Through the years her husband dutifully sidestepped the topic of children, even avoiding the mention of her students, but Agnes felt that it was always there, between them, a kind of onus that weighed on her side of the scale and lightened his. And adoption seemed to be out of the question for both of them, for him because the idea of raising a stranger's offspring (that no one else seemed to want) was somehow perverse, while for Agnes it was an unspoken fear that held her back, the fear of not being able to devotedly bond with a child that hadn't come from her own body, the fear that she would feel the same way toward him or her that she felt toward her students, which is to say very little. So then, a childless marriage was just something they would have to learn to live with, or through, around.
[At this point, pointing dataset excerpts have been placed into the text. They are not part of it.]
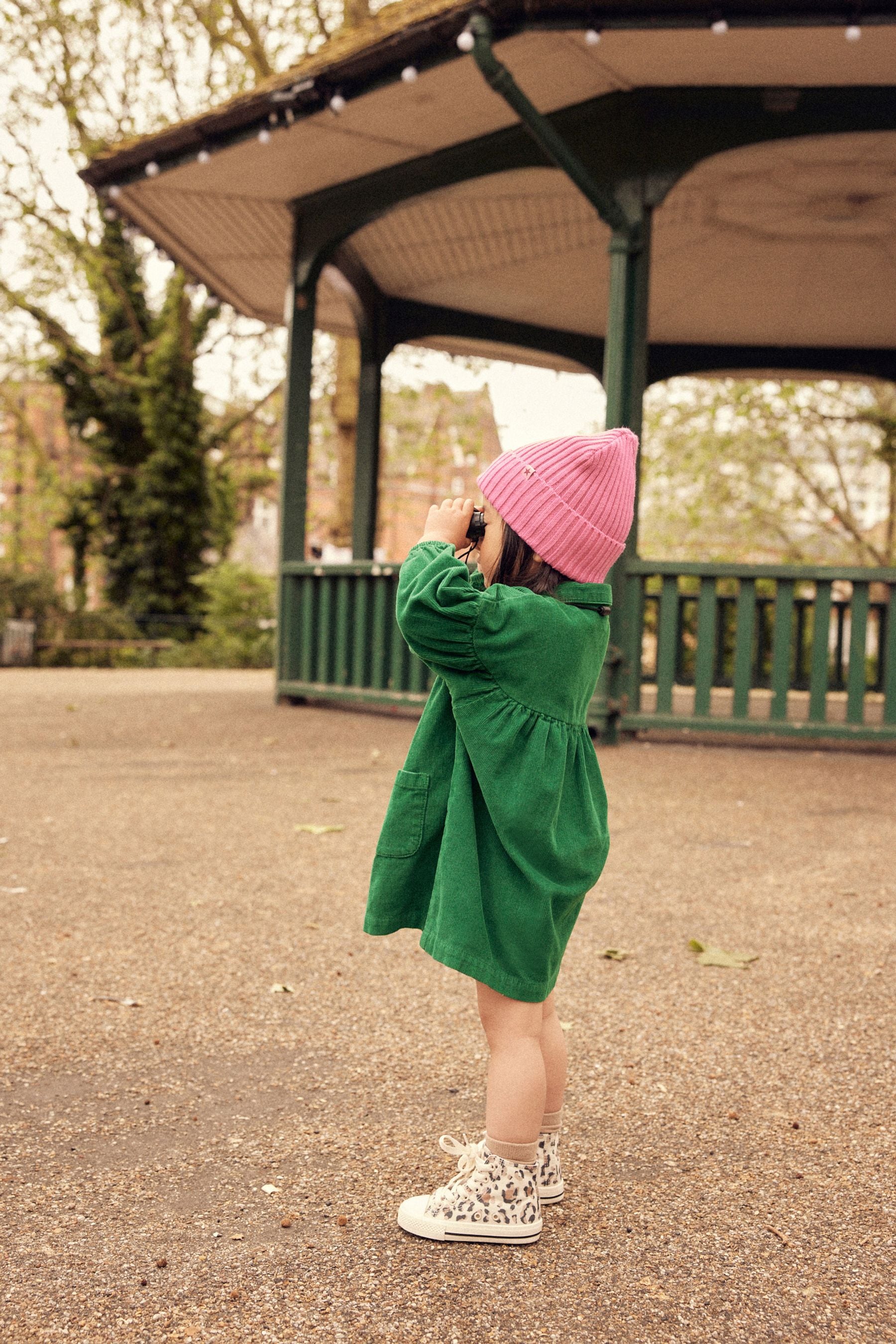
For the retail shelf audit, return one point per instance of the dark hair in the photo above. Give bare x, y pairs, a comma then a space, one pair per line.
519, 567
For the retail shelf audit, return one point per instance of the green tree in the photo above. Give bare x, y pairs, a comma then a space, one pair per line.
159, 499
758, 471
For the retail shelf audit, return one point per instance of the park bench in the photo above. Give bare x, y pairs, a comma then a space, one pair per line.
105, 646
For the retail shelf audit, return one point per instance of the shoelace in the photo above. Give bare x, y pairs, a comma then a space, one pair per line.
469, 1156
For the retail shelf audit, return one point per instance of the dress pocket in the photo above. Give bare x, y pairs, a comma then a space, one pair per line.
402, 831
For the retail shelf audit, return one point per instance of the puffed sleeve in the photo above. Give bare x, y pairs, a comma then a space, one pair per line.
437, 608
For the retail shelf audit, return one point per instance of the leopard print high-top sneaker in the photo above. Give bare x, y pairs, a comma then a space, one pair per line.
491, 1199
550, 1172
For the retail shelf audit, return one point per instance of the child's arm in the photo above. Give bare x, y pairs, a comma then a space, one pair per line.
437, 605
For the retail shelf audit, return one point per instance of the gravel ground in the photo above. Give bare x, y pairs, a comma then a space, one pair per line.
729, 1156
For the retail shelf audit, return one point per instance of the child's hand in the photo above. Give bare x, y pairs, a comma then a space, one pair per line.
448, 522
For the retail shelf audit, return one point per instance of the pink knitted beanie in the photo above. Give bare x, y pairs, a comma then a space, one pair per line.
570, 499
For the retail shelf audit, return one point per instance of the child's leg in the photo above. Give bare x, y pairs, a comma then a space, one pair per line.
518, 1088
554, 1051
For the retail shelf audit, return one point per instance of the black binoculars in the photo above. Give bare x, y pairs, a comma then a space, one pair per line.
476, 531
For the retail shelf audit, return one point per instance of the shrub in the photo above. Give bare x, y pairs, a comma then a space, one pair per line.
31, 597
238, 625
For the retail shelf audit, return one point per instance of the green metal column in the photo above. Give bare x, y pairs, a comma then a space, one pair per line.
625, 375
367, 441
297, 409
626, 208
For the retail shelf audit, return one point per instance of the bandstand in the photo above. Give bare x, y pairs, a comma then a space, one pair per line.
637, 190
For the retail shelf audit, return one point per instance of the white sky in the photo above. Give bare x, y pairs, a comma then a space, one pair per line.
530, 404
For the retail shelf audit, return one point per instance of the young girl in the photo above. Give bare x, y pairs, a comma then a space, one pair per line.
497, 824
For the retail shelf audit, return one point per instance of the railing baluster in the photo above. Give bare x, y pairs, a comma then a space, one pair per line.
858, 675
398, 651
820, 655
781, 648
289, 616
324, 629
667, 636
378, 638
635, 600
706, 659
359, 632
340, 661
743, 648
307, 625
890, 659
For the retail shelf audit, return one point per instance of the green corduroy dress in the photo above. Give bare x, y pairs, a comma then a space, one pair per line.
497, 824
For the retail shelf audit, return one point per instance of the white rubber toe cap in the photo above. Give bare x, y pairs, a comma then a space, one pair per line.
413, 1218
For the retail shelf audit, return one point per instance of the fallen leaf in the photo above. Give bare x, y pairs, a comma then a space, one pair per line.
711, 956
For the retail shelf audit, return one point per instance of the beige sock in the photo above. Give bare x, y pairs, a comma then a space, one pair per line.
524, 1153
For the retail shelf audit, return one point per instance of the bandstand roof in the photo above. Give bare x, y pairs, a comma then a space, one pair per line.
781, 136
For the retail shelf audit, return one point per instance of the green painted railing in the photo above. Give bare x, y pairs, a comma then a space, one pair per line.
745, 650
805, 651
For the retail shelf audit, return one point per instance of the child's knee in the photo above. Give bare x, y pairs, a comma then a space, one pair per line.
506, 1018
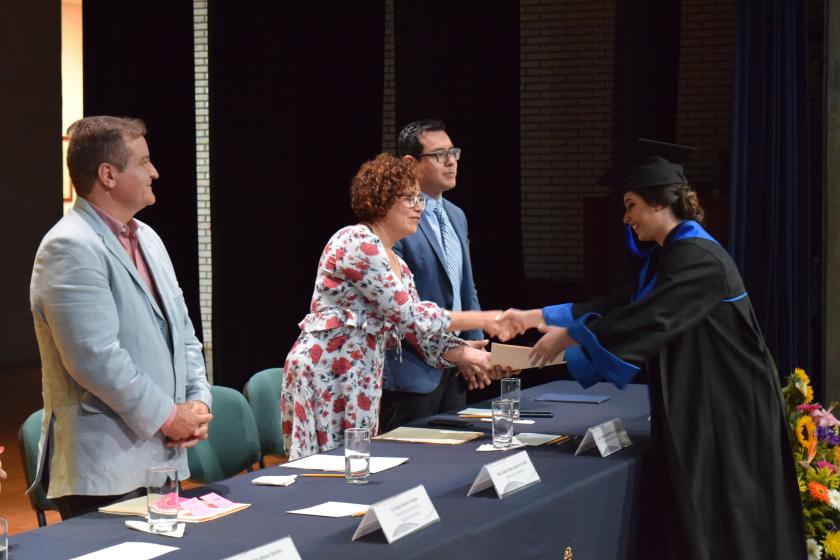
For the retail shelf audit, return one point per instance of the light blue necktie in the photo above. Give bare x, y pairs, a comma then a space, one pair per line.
452, 257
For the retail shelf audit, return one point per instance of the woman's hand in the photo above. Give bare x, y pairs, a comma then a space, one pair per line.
554, 341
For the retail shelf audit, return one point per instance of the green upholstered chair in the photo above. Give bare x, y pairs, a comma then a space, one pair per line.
233, 444
28, 436
263, 394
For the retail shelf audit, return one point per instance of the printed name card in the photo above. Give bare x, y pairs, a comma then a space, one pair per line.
399, 515
284, 549
608, 436
508, 475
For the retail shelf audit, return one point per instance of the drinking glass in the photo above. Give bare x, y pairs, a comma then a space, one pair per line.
4, 539
357, 455
511, 391
162, 498
502, 423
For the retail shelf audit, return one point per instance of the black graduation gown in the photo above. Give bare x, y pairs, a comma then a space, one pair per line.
720, 449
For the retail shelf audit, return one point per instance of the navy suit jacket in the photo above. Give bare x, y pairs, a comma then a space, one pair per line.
424, 257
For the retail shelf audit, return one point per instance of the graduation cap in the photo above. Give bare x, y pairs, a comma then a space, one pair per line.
649, 163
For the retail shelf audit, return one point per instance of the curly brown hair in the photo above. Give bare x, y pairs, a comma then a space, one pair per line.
378, 184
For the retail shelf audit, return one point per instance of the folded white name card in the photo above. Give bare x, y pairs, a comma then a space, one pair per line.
508, 475
608, 436
283, 549
399, 515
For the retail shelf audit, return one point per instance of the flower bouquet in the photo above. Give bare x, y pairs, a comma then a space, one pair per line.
814, 433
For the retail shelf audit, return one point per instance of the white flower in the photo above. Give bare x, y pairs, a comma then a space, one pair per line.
834, 498
814, 549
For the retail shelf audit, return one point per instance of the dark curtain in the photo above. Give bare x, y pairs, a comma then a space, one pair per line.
464, 69
771, 203
138, 62
30, 149
645, 101
295, 108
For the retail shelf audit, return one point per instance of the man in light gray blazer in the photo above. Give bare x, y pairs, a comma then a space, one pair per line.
123, 373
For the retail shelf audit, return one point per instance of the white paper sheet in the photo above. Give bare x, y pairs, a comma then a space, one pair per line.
177, 533
275, 480
129, 551
333, 509
516, 357
335, 463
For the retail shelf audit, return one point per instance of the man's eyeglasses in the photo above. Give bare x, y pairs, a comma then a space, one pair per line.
415, 200
441, 156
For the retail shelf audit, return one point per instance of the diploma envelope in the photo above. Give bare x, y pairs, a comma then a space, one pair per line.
516, 357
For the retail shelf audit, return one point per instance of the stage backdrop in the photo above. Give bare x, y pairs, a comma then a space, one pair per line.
295, 108
30, 150
138, 62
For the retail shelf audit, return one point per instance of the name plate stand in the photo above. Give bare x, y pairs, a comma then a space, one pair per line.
283, 549
399, 515
608, 437
507, 475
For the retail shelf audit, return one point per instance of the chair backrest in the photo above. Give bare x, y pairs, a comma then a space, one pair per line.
263, 394
233, 444
28, 436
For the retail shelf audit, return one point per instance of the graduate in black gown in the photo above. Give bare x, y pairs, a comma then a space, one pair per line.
725, 484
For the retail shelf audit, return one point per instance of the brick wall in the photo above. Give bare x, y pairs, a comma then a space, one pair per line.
202, 162
704, 101
566, 84
389, 88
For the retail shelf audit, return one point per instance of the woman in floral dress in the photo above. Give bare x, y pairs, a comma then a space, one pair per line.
365, 302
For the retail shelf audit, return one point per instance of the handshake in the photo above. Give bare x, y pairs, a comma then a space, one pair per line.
474, 361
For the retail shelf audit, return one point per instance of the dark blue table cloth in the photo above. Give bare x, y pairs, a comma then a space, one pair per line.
585, 502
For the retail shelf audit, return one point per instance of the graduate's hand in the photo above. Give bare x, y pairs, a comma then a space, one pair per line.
554, 341
520, 320
473, 362
495, 326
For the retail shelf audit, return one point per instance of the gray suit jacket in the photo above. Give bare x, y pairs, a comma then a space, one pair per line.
113, 361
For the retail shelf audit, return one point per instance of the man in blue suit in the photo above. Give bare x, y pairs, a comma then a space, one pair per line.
123, 373
443, 274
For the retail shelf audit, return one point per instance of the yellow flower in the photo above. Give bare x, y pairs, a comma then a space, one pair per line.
803, 383
832, 544
805, 423
819, 492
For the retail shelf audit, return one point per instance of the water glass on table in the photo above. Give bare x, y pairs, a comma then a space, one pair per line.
502, 423
357, 455
511, 391
162, 498
4, 539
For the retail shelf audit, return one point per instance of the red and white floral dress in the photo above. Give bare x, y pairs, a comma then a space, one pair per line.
333, 374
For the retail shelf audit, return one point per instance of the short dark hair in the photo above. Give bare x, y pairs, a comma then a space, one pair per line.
378, 184
98, 140
408, 142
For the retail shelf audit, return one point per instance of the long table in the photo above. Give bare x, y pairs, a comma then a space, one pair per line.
586, 503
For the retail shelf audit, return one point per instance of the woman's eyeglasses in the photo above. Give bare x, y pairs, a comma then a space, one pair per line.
415, 200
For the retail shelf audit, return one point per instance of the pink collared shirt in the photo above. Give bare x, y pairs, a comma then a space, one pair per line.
127, 236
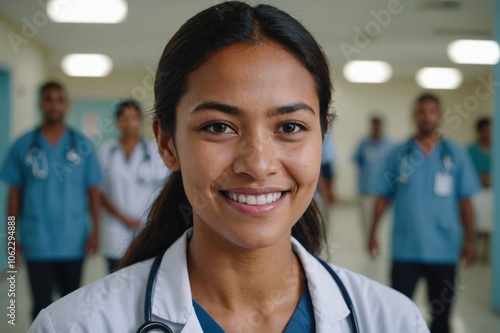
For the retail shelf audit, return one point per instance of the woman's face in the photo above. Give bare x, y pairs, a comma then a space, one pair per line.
130, 122
248, 143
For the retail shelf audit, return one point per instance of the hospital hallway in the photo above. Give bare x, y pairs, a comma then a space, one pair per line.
472, 312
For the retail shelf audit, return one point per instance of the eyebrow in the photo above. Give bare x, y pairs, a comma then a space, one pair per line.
233, 110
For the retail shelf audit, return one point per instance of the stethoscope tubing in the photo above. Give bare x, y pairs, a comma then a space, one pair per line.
150, 325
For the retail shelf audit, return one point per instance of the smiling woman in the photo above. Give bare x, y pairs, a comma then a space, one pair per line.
242, 96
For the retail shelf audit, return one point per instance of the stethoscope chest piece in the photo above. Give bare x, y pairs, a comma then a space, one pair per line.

Accordingly, their home became a place of hushed civility. They adopted habits that circumvented each other, moving to different parts of the house whenever the other person entered the room. And Agnes increasingly felt that they did this not because they wanted to avoid conversation, but because they simply had nothing left to say. They had reduced their lives to the efficiency of gestures and motions, to the common understanding of wants and needs.

Until one sunny spring day in 1953, when she came home from school to find him in the bathroom, sitting on the toilet lid, staring at the towels in front of him, waiting for her to ask what was wrong. His answer was multiple myeloma, a bone marrow cancer whose prognosis was “bleak at best.” By the following week he had stopped work at the bank and was receiving treatment, which, as far as Agnes was concerned, did nothing but speed up the process of his death. He deteriorated rapidly and within a few months was bedridden, and she had to take a leave from work to look after him.